A decision forest is made up of a collection of decision trees, known as an ensemble. These are trained so as to be different to one other – for example, by training each tree using different subsets of features or different subsets of the training data. The result of such training is that each tree will give similar, but different, predictive distributions for the same input. To apply the forest, we compute the predictive distribution for each individual tree, and then average them together. A decision forest can also be represented as a factor graph – see Figure 8.5.
A decision forest can overcome both of the issues that arise when using a single decision tree. The first issue, of not making full use of the data, is addressed by including many trees in the forest. Although each tree only makes use of a small subset of features for any data item, these are unlikely to be the same subset from tree to tree. As long as we have sufficient trees, then together they will likely use a large proportion of the available features between them. Overall then the forest will be able to make use of all available information.

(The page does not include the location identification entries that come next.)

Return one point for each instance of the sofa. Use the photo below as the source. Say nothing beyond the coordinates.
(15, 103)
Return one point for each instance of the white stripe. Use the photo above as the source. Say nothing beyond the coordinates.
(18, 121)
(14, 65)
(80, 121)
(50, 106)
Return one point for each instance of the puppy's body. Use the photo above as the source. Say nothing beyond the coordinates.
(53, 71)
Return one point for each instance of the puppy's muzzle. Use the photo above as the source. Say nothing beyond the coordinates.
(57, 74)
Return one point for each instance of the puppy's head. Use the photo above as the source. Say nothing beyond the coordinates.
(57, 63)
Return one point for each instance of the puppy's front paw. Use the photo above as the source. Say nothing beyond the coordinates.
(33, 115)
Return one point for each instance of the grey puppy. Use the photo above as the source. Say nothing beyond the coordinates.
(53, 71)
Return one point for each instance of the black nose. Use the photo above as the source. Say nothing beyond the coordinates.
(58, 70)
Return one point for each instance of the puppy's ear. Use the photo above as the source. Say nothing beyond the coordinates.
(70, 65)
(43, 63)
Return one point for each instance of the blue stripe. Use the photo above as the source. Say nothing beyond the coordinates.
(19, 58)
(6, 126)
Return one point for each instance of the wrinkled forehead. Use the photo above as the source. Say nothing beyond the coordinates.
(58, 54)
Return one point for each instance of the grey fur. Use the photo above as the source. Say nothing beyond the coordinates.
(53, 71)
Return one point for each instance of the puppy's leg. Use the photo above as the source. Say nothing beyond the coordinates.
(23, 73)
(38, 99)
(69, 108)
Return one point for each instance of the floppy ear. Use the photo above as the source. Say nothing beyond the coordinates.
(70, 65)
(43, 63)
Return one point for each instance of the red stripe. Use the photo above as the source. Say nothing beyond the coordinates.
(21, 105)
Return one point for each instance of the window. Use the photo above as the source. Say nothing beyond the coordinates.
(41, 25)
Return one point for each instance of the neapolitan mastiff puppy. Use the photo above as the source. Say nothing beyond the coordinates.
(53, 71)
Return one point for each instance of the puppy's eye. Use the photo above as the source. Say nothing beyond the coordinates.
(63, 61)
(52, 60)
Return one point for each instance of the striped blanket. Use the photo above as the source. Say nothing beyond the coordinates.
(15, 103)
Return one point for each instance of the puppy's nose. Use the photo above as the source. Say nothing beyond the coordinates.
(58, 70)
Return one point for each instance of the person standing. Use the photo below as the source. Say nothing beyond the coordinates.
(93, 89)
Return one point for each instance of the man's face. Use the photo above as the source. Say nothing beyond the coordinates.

Similarly, a change in the value of a single feature is now unlikely to cause a large change in the predictive probability. This is because many of the trees will not have this feature in the switched-on set, and so their predictive probability will remain unchanged. The few trees that do have the feature active could completely change their predictive probabilities, but when we average all probabilities together, the overall change is more likely be small. So, using the decision forest has the effect of smoothing the predictive distribution. However, if there is lots of data to suggest that the probability should change rapidly in response to changing a particular feature, then the trees will end up using the same feature and the probability can change sharply. In practice, use of decision forests improves both accuracy and calibration compared to a single decision tree. The relative simplicity and interpretability of decision forests has led to their use for a wide range of applications. To learn more about using decision forests for a variety of machine learning tasks, take a look at Criminisi et al. [2012].
Review of concepts introduced on this page
decision treeA classifier that uses a tree structure to make predictions for a desired target variable. Each branching point in the tree is associated with a binary feature and each leaf node of the tree is associated with a predictive distribution. To apply the tree, we start at the root and take the left or right path according to the value of the binary feature. This procedure is repeated at each branching point until a leaf node is reached. The output of the classifier is then the predictive distribution at that leaf node.
ensembleA collection of models used together to give better predictive performance than any one of the individual models.
References
[Criminisi et al., 2012] Criminisi, A., Shotton, J., and Konukoglu, E. (2012). Decision Forests: A Unified Framework for Classification, Regression, Density Estimation, Manifold Learning and Semi-Supervised Learning. Foundations and Trends® in Computer Graphics and Vision, 7(2–3):81–227.